The T-Shaped Data Scientist
At this point, it’s pretty clear that there is still no definitive consensus on what the expression “data science” is referring to. Of course, many definitions have been suggested, but the most memorable is a variation of the tongue-in-cheek “Statistics performed in San Francisco,” which is hardly an exhaustive description. While an exact definition may still escape us, however, it is arguably clear that the term is largely referring to traditional advanced analytics, but practiced in a more modern context — the focus being on data and applications made possible by the widespread use of the Internet.
As someone who has practiced analytics for several years, I view it (and data science), as cross-disciplinary fields, combining:
> Statistics/Machine Learning/Data Mining
> Database Infrastructure
> Communication/Business Acumen
> Domain Expertise
into a skill set that will often map to something resembling:
A while back, while reading a history of McKinsey & Company, I encountered the idea of the T-shaped consultant. The general idea is that you, as an employee, should have skills shaped like the letter “T,” with a wide breadth of general knowledge, but deep expertise in one specific area. This balance allows you to truly understand not only what you bring to the table, but also where your specific skills fit into the larger ecosystem in which you work.
It occurred to me sometime later that this was an apt mental model with which to view the data science profession. For a few years, the focus (as outlined in mainstream press) was on hiring individuals who possessed deep knowledge in each of the five above categories. The flaw with that approach is fairly obvious — when it comes to this field, there are very few people who possess high-caliber deep knowledge across several verticals. For example, the data scientist who sets up your Hadoop cluster probably isn’t going to be the same person who develops your classification algorithms. Likewise, this may not be the same person who handles all of the meetings regarding where the solution being created fits into the related business objectives. That’s not to say that such individuals do not exist, it’s just that they are not abundant — in fact, the three tasks given in the above example are typically performed by people traveling along three distinct career paths.

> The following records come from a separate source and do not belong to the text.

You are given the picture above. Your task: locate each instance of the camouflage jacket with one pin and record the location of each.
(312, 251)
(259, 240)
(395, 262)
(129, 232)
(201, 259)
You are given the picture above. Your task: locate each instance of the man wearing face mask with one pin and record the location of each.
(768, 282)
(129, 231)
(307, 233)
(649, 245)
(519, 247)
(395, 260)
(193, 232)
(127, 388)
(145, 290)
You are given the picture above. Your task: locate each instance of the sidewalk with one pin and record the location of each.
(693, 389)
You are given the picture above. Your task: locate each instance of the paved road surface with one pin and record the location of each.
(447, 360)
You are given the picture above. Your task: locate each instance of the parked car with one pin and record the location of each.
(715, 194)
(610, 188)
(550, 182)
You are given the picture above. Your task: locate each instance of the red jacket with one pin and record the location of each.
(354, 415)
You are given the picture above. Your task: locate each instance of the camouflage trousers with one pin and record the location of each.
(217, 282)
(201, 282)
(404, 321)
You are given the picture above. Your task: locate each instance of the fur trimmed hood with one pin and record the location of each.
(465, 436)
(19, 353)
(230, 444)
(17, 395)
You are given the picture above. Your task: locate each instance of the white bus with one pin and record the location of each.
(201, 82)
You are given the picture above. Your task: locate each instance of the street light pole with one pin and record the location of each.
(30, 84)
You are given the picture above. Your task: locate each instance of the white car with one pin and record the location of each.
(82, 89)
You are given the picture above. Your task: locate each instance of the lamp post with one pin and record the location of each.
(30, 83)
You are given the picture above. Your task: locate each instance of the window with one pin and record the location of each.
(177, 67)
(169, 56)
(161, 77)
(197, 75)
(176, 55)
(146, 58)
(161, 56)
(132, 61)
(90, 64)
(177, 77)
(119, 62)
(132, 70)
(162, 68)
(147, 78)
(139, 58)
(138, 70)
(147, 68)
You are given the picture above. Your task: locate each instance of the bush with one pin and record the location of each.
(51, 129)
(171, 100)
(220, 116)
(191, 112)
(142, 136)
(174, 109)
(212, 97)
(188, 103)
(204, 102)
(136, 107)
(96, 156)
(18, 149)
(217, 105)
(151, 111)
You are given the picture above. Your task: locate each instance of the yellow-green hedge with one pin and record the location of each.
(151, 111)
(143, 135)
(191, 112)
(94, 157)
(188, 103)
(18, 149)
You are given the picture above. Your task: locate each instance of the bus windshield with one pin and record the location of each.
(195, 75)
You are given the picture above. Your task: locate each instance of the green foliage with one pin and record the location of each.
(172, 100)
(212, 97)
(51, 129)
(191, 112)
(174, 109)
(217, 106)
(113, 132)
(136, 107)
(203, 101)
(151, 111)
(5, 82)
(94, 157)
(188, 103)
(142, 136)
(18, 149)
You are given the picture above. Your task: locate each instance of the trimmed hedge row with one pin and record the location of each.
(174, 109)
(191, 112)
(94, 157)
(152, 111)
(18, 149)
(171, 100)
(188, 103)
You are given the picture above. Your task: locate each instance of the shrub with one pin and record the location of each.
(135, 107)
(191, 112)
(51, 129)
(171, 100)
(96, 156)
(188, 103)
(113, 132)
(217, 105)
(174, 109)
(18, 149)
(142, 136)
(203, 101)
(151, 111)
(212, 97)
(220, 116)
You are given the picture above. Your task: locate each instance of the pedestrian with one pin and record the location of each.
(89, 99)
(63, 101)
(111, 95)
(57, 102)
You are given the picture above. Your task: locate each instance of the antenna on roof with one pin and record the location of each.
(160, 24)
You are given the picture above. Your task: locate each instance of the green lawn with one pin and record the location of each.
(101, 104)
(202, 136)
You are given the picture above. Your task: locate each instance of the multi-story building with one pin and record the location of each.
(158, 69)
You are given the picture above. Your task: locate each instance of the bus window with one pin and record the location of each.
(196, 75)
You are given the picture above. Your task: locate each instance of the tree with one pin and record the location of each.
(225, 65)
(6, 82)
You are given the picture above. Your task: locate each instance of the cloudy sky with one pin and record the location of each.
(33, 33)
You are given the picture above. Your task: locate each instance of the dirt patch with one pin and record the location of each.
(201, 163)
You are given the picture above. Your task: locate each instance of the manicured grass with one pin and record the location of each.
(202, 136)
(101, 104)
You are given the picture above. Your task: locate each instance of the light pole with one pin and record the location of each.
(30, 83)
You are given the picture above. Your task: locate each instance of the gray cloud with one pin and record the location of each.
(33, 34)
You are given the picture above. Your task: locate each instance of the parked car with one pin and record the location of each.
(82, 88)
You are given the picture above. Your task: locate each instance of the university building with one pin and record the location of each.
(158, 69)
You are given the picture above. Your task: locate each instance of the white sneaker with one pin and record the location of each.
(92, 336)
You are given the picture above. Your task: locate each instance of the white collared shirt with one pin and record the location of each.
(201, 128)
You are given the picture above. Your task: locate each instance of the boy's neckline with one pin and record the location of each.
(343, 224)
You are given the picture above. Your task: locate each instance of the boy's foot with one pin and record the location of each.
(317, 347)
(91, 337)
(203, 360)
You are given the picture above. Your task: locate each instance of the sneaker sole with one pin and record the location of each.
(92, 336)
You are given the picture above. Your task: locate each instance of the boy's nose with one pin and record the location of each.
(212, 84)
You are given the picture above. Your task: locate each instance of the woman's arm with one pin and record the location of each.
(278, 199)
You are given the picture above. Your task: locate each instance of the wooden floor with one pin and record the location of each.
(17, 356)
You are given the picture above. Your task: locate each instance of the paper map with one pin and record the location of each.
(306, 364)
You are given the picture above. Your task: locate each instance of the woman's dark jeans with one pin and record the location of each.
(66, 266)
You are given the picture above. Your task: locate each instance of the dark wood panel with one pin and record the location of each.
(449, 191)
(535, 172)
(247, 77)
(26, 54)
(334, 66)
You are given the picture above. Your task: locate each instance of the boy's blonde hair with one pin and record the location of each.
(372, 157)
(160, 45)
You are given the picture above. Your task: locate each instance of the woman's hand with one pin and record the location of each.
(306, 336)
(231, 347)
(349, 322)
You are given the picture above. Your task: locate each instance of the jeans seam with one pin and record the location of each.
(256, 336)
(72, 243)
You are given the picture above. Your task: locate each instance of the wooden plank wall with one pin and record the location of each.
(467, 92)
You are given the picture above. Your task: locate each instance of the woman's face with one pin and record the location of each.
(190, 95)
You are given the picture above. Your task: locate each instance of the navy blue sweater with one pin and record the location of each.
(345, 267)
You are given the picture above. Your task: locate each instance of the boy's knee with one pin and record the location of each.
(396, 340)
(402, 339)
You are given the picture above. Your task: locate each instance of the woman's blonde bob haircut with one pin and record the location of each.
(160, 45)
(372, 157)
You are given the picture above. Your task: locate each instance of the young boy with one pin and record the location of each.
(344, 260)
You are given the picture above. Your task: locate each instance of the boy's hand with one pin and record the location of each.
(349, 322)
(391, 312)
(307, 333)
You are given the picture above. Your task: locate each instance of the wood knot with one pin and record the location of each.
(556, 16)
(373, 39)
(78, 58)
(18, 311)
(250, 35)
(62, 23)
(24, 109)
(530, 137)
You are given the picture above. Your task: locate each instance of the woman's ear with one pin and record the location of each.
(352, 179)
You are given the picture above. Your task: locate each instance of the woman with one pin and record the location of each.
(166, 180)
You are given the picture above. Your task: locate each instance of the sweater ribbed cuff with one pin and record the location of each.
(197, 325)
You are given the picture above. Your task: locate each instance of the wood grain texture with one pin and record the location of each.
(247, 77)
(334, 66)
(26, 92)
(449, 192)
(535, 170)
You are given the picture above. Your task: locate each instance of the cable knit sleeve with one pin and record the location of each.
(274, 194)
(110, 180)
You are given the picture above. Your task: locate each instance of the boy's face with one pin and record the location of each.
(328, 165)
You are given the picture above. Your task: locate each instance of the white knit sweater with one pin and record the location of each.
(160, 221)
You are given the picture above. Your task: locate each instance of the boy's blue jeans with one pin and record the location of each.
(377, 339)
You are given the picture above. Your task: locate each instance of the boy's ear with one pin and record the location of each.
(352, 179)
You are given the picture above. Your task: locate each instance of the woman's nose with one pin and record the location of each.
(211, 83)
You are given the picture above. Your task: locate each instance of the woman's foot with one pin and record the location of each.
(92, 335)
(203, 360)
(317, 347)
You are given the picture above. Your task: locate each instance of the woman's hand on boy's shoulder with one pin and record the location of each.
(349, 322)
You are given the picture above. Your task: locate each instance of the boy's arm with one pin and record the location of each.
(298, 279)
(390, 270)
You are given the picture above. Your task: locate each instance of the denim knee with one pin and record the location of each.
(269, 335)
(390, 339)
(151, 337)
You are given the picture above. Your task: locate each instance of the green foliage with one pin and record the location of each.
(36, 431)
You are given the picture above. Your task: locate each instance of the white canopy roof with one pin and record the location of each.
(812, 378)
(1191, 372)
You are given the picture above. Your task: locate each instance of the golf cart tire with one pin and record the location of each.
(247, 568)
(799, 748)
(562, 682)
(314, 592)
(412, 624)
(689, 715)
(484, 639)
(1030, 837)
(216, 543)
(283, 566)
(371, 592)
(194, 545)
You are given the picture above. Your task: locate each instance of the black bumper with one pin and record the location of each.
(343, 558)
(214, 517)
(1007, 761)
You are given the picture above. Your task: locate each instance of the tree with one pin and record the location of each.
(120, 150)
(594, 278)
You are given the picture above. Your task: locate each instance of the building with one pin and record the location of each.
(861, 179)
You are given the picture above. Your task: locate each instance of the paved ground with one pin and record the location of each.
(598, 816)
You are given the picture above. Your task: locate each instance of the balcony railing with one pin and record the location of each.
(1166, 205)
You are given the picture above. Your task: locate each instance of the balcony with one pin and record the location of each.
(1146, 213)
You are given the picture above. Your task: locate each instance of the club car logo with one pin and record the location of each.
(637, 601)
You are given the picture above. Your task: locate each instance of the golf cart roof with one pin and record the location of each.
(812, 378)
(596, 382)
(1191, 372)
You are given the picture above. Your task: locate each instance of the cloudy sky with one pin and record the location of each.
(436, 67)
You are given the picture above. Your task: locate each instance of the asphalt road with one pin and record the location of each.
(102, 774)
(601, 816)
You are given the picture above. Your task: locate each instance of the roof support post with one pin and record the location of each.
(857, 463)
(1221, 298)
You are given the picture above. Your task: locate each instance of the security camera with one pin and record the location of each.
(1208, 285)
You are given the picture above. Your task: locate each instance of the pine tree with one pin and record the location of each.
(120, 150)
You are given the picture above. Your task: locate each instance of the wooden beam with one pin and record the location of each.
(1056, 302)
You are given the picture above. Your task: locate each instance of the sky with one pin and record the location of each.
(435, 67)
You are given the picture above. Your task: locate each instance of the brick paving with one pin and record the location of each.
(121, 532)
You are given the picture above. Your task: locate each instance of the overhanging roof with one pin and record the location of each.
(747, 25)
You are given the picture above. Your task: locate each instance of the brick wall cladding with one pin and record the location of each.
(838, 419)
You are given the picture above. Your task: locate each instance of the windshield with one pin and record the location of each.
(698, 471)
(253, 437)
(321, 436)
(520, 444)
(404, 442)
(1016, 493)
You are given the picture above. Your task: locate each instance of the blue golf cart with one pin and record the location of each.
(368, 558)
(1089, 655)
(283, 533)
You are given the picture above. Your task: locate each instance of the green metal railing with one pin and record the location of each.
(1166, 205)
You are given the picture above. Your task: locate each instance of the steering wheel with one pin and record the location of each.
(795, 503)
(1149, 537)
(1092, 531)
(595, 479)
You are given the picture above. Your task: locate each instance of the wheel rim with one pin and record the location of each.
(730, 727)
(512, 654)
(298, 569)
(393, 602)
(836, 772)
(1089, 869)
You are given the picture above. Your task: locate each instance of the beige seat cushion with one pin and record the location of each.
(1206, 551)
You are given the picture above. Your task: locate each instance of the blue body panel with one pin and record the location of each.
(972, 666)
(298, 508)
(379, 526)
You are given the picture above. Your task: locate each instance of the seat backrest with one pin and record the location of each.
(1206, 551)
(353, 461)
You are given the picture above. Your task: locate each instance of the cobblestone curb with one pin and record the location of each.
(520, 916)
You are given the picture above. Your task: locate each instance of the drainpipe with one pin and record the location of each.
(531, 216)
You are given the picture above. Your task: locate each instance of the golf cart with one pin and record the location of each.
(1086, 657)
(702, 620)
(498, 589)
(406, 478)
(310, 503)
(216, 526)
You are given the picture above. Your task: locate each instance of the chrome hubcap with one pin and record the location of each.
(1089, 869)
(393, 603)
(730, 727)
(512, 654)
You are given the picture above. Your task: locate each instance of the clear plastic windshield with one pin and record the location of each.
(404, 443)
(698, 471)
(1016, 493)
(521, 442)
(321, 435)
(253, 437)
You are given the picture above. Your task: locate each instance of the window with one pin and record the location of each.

I find it interesting that though this specific construct (of the T-shaped data scientist) has received some attention, it isn’t more widely discussed. The voices in support of hiring cross-functional teams have (fortunately) increased in volume, but it is in staffing these teams that we must look for T-shaped employees. Sure, our database architect may not be the one going through the model-building process, but if she possesses the breadth of knowledge to have a good idea of what our statistician is planning, she may be able to secure data that would have otherwise seemed unimportant. Likewise, if our statistician understands that our product manager will eventually need to explain the predictors of some outcome in detail, she may choose a logistic regression over an approach like the random forest.
The goal in assembling a data science team should not center on looking for individuals who can do it all, as few exist. It should rather focus on gathering those who together hold a portfolio of deep skills, grounded by an awareness of how those skills can work together to accomplish something great.
NB: Though I did arrive at the construct of the T-Shaped Data Scientist independently, I am definitely not the first person to have done so. Google around for the takes of different authors.